ETSI’s digital signature standard PAdES tested remotely all over the world

Sophia Antipolis, 11 June 2015

On behalf of ETSI’s Technical Committee for Electronic Signatures and Infrastructures (TC ESI), ETSI’s Centre for Testing and Interoperability organized a remote PlugtestsTM interoperability event for PAdES, PDF digital Signatures, the ETSI specification for digital signatures for PDF documents, from 4 May to 5 June 2015.

This five-week long event was the latest in a series of Plugtests in this area. 

This particular event conducted conformance and interoperability testing on PAdES digital signatures, including testing the evolution of signatures thus simulating real life situations. The remote testing was performed via a Plugtests portal, available 24/7 for the full duration of the event to enable participants from all time zones to generate, upload and verify signatures at their own convenience.

More than 100 participants from 62 organizations from all over the world took part and included government bodies, public entities and enterprises involved in trust services. As PAdES is already implemented within ETSI’s secretariat to sign NDAs, joining the event was only one click away!

The ETSI PAdES specifications, in the TS 102 778 series, are in the process of becoming European Standards (EN 319 142 series) and were developed under Mandate M/460, a European Commission initiative to harmonize the standards on digital signatures in support of the European Digital Single Market. It is part of the broader EU Regulation No 910/2014 on e‐identification, e‐signatures, e‐delivery and related Trust Services.

PAdES signature data is incorporated directly within the signed PDF document allowing the complete self-contained signed PDF file to be copied, stored and distributed as a simple electronic file. The signature can also have a visual representation as a form field.

The ETSI specification allows electronically signed documents to remain valid for long periods, even if underlying cryptographic algorithms are broken. At any time in the future, in spite of technological and other advances, it must be possible to validate the document to confirm that the signature was valid at the time it was signed – a concept known as Long-Term Validation (LTV).
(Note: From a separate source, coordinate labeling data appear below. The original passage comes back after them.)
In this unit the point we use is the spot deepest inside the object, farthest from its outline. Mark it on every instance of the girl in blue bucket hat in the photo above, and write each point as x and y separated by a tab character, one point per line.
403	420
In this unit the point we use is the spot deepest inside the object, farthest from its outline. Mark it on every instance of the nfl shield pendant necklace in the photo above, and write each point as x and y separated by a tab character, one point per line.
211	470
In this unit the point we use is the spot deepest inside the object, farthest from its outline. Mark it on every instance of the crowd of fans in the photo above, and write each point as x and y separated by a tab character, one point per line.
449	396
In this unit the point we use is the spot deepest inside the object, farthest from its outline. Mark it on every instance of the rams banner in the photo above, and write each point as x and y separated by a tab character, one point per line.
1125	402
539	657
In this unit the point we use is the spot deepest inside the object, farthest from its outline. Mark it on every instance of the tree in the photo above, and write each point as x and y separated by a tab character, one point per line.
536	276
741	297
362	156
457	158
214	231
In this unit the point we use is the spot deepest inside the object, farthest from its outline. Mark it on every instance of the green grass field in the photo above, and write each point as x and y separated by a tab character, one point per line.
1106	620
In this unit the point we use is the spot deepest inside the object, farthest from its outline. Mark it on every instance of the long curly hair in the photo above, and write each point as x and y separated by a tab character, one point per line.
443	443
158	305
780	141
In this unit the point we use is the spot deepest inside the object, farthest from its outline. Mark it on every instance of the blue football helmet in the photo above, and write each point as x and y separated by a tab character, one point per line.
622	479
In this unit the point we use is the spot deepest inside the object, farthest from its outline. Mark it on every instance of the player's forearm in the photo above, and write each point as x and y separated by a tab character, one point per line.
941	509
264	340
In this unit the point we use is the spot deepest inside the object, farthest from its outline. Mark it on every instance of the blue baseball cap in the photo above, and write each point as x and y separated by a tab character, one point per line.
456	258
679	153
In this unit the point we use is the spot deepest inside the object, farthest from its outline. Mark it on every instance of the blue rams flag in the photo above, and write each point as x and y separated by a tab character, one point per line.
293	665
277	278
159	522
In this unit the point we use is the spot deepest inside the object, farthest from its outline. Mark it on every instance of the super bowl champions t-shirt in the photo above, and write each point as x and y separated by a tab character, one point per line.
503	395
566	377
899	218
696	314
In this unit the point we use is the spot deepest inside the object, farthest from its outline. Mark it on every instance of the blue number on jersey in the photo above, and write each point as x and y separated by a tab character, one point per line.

PAdES is complementary to two other digital signature concepts also developed by ETSI's ESI committee, both widely recognized within the European Union and suited for applications that do not involve human-readable documents. Those are Cryptographic Message Syntax digital signatures (CAdES) and XML digital signatures (XAdES). They both undergo or will undergo testing events where interactive and field proven ETSI testing tools help stakeholders (CAdES Plugtests from 10 June until 11 July 2015, XAdES Plugtests in October 2015).

To address security issues in various fields of ICT, ETSI is organizing a Security Week on 22-26 June, at its headquarters in Sophia-Antipolis, France. A security workshop is taking place alongside ETSI committee meetings on security topics and is open to all.